# 2012 CAAD 10 or Supersix for the long term?



## cosgti (Jan 20, 2007)

I'm looking at getting either a CAAD10 or Supersix with the Ultegra build. 
Whichever I get, I plan to use for years to come doing a lot centuries and that kind of thing. Maybe a little racing but not much. 
So if you were planning to buy one bike with the intent of it being your primary ride which would would it be?
I like the idea of a carbon frame but not sure it's worth the extra $800-$1k over the caad10.


----------



## Ajost (May 27, 2012)

It's not $800-1K over. 2012 Supersix 105 is $1799. CAAD 10 prolly around $1400-$1600. 

In my opinion, it's the frame set as primary. You can always replace parts, but you seldom replace the frame. (unless it breaks)

Hope that helps

v/r

Ajost

2012 Cannondale Supersix 105


----------



## cobra5514 (Aug 10, 2012)

While I would agree that the frame is primary, the price differential between the Super Six 3 (With Ultegra) versus the CAAD 10 3 (also with Ultegra) was certainly more than just about $400. For the 2013 model year the CAAD 10 3 is listed at $2450 and the Super Six 3 is listed at $3350. I assume the OP is trying to compare the Super Six 3 and the CAAD 10 3. That said the Super Six 5 is only $2330. 
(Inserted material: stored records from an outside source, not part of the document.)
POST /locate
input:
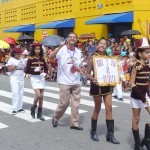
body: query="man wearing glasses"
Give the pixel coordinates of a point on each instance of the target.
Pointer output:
(68, 78)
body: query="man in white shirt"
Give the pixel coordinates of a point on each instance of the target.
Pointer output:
(68, 78)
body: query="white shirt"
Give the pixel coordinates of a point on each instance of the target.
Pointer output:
(66, 59)
(20, 63)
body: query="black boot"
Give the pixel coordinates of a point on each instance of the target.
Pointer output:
(110, 132)
(94, 136)
(146, 140)
(39, 114)
(137, 145)
(33, 110)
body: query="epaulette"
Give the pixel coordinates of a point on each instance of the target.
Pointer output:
(138, 65)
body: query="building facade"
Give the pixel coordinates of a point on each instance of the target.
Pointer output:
(49, 16)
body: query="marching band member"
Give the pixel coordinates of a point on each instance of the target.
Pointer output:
(16, 67)
(140, 94)
(37, 67)
(99, 92)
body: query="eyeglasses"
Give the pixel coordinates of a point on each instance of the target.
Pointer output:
(72, 37)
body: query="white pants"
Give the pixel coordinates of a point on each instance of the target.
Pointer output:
(118, 90)
(17, 88)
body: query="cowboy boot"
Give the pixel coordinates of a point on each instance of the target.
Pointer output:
(39, 114)
(146, 140)
(94, 136)
(137, 145)
(33, 110)
(110, 132)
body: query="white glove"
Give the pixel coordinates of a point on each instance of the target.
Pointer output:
(37, 69)
(43, 74)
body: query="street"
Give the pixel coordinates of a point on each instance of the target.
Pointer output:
(21, 132)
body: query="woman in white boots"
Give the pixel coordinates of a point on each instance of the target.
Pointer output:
(16, 68)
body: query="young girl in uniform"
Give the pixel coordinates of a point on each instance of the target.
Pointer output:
(140, 94)
(99, 92)
(16, 67)
(37, 67)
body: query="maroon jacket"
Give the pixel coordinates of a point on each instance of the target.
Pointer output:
(141, 81)
(33, 63)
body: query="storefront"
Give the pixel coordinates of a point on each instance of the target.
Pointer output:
(14, 14)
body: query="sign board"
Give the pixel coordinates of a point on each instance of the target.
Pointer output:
(106, 70)
(44, 34)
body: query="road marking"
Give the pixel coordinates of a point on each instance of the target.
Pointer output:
(48, 105)
(25, 116)
(56, 96)
(2, 126)
(126, 101)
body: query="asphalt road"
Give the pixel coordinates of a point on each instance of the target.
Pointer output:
(21, 132)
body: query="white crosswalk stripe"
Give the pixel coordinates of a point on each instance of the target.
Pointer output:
(26, 115)
(56, 96)
(53, 93)
(2, 126)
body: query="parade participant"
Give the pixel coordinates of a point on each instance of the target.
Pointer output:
(99, 92)
(68, 77)
(37, 67)
(139, 85)
(117, 92)
(91, 48)
(16, 67)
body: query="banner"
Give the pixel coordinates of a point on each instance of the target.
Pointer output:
(106, 70)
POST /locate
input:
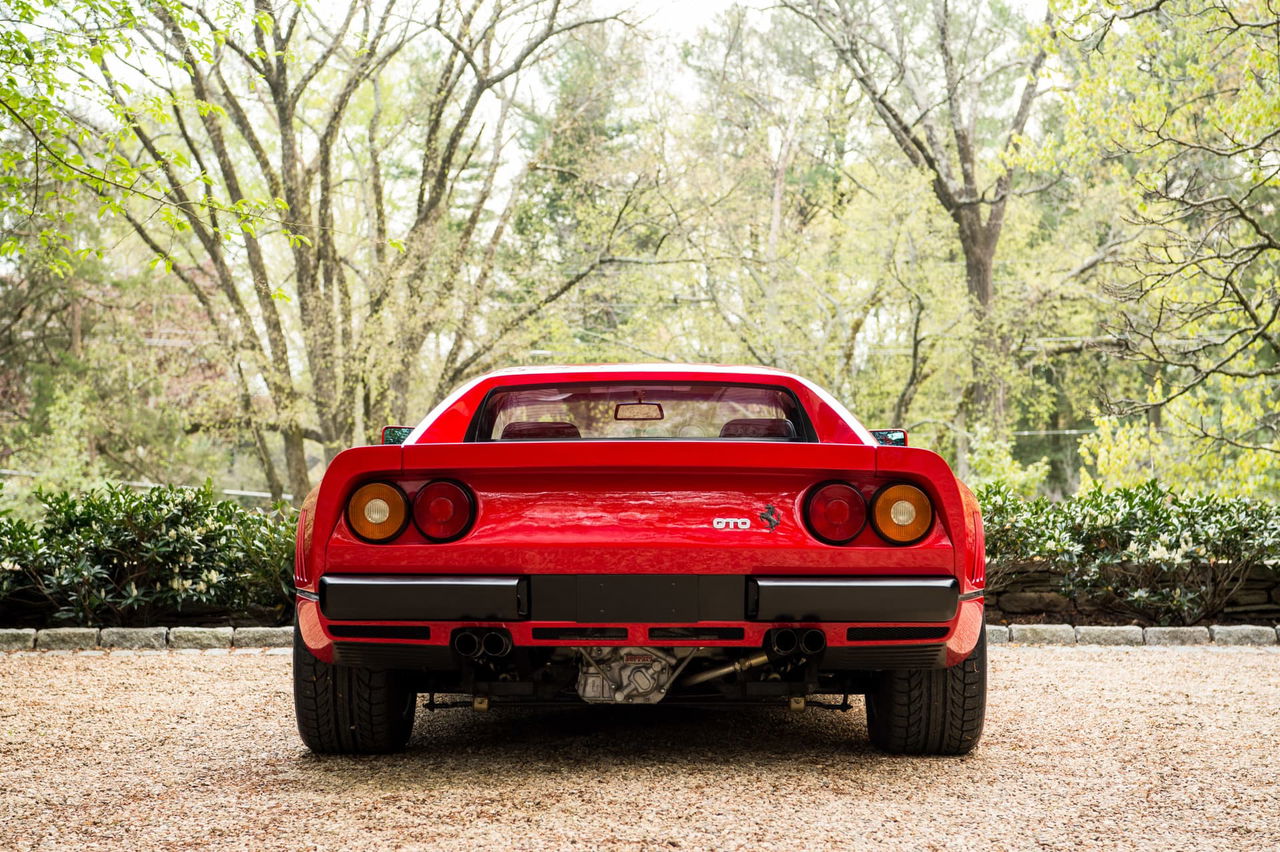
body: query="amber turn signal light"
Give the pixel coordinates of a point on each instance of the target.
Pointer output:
(901, 513)
(378, 512)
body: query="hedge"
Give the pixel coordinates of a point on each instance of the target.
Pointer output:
(1169, 557)
(119, 555)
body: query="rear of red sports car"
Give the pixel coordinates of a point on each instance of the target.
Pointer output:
(640, 535)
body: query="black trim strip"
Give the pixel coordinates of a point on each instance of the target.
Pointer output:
(423, 598)
(863, 599)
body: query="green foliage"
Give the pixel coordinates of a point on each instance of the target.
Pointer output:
(120, 555)
(992, 461)
(1148, 550)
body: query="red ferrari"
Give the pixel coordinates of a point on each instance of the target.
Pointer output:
(640, 535)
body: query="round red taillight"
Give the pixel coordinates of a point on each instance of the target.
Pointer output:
(836, 512)
(443, 509)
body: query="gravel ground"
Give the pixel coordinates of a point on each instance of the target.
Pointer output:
(1084, 747)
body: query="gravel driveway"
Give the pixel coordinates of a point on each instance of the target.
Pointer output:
(1084, 747)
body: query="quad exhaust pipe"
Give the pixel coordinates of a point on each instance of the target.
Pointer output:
(476, 644)
(785, 641)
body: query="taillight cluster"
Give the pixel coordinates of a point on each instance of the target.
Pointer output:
(442, 511)
(836, 513)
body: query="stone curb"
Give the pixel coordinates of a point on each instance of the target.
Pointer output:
(17, 639)
(1176, 635)
(1243, 635)
(156, 640)
(1127, 635)
(135, 639)
(1042, 633)
(65, 639)
(200, 637)
(263, 637)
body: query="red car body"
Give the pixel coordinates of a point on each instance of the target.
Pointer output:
(639, 544)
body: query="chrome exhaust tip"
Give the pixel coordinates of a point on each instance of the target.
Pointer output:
(813, 642)
(784, 641)
(466, 644)
(496, 644)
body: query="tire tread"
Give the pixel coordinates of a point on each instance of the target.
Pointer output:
(929, 711)
(348, 710)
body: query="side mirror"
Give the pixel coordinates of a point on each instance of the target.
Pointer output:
(890, 436)
(396, 434)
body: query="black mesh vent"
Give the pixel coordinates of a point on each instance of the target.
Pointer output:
(696, 633)
(580, 633)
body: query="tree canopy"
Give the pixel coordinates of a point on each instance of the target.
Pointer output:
(238, 237)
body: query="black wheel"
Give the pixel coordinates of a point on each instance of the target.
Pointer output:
(929, 711)
(348, 710)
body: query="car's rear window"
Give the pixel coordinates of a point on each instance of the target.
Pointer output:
(608, 411)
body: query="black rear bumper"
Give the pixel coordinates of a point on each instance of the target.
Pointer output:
(638, 598)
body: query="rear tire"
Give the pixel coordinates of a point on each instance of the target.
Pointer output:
(348, 710)
(929, 711)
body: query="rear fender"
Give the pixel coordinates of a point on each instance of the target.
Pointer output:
(931, 472)
(346, 470)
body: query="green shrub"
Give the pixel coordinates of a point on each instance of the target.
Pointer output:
(119, 555)
(1148, 550)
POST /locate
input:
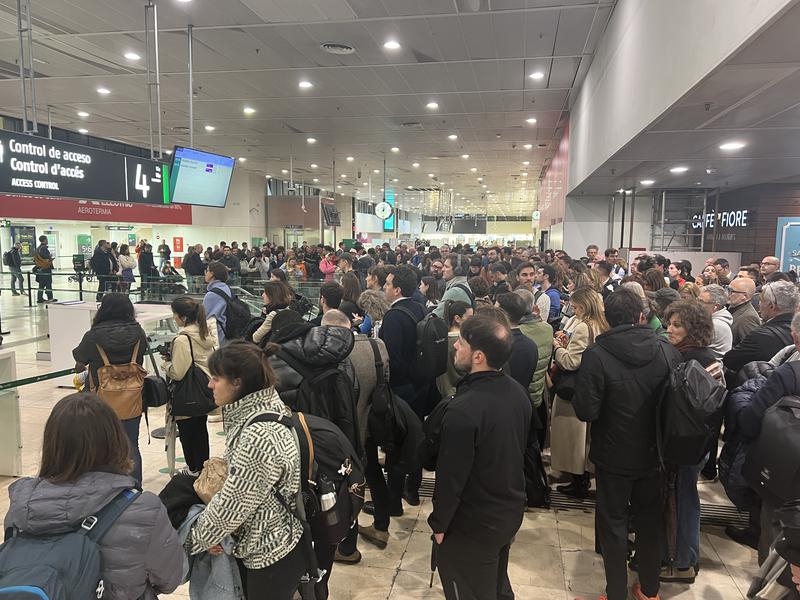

My opinion is that you just need to ride both and decide if the price differential is worth buying the Super Six. .


----------



## rollinrob (Dec 8, 2002)

I have both a 2011 CAAD 10 and 2010 Supersix HM. The Supersix is lighter, stiffer and smoother, its the bike I would keep if I had to choose one.


----------



## LeDomestique (Jan 17, 2007)

I've had a CAAD9 and a SuperSix and honestly if I could ride them blindfolded I would probably not be able to tell the difference in ride quality. If any, 5 PSI less on the CAADx will give you added comfort

Having said that, if you really plan to ride that bike for many years, price shouldnt make any difference whatsoever. Just go for whatever you like best, regardless of the price. Think of the price different across the years and it does not make sense whatever to scrounge on a frame. 

Then again....IMHO, wheels make much more difference to ride quality than choosing between CAADx vs SuperSix. 

cheers


----------



## FPSDavid (Apr 14, 2012)

Looks-wise, I kind of wish I had saved up the extra money for a SuperSix over my CAAD10. I really like the smooth curves/lines of the SuperSix's (especially the downtube to toptube curve) over the welds of the CAAD10's. Not that the CAAD10 isn't a great bike!


----------